MEXICO CITY, MEXICO.- Mexico’s Supreme Court ruled Tuesday that last year’s transfer of the newly created National Guard from civilian to military control was unconstitutional, dealing a blow to President Andrés Manuel López Obrador who created the security forces known today as “National Guard” in 2019.

The vast majority of the National Guard’s members and leadership came from Mexico’s military, but it was described as a civilian force and placed under the control of the civilian public security ministry. López Obrador created it with a constitutional reform to replace the disbanded federal police.

Last year, Mexico’s Congress passed legislation shifting control of the National Guard to the military. López Obrador had argued then, as he repeated Tuesday, that it was the only way to avoid the corruption that engulfed the federal police.

Legal challenges were mounted immediately, noting that since the civilian nature of the National Guard was enshrined in the constitution, it could only be changed through another constitutional reform. By then, however, López Obrador’s ruling party and allies no longer had the necessary majority in Congress.

The attempted shift fed criticism that López Obrador was militarizing Mexico.

Troops had already been critical in previous administrations in combatting the powerful and heavily-armed drug cartels. But rather than sending them back to the barracks as López Obrador had once advocated, he cemented their role in Mexico’s public security.

Last October, the Mexican Congress extended the time the military would be able to continue performing a domestic law enforcement role to 2028. Previously, that role was supposed to end in 2024. The Mexican public has expressed higher levels of trust in the military than in the police in polling.

López Obrador also vastly expanded the military’s responsibilities, putting them in charge of ports and customs, as well as his signature projects like building a new Mexico City airport and a tourist train on the Yucatan Peninsula.

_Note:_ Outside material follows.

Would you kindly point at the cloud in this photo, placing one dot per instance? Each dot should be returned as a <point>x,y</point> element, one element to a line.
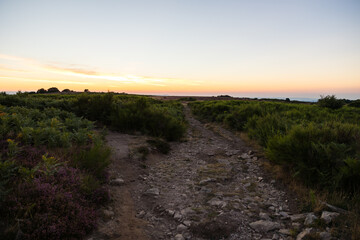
<point>89,73</point>
<point>48,81</point>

While the National Guard — now some 128,000 strong — could muster the firepower to match the cartels, it did not have the investigative capacity of a civilian police force. Critics have said the National Guard has largely operated as a visible patrolling presence in Mexico’s many insecure areas but is not dismantling organized criminal capability.

Eight of the court’s 11 ministers ruled the transfer to military control unconstitutional.

On Tuesday morning, before the court’s decision, López Obrador criticized the court broadly for not producing justice and personally for court members’ salaries.

“If the National Guard isn’t under the defense secretary and goes on like before when it was under the public security secretary … look how the federal police ended up: completely corrupt,” López Obrador said.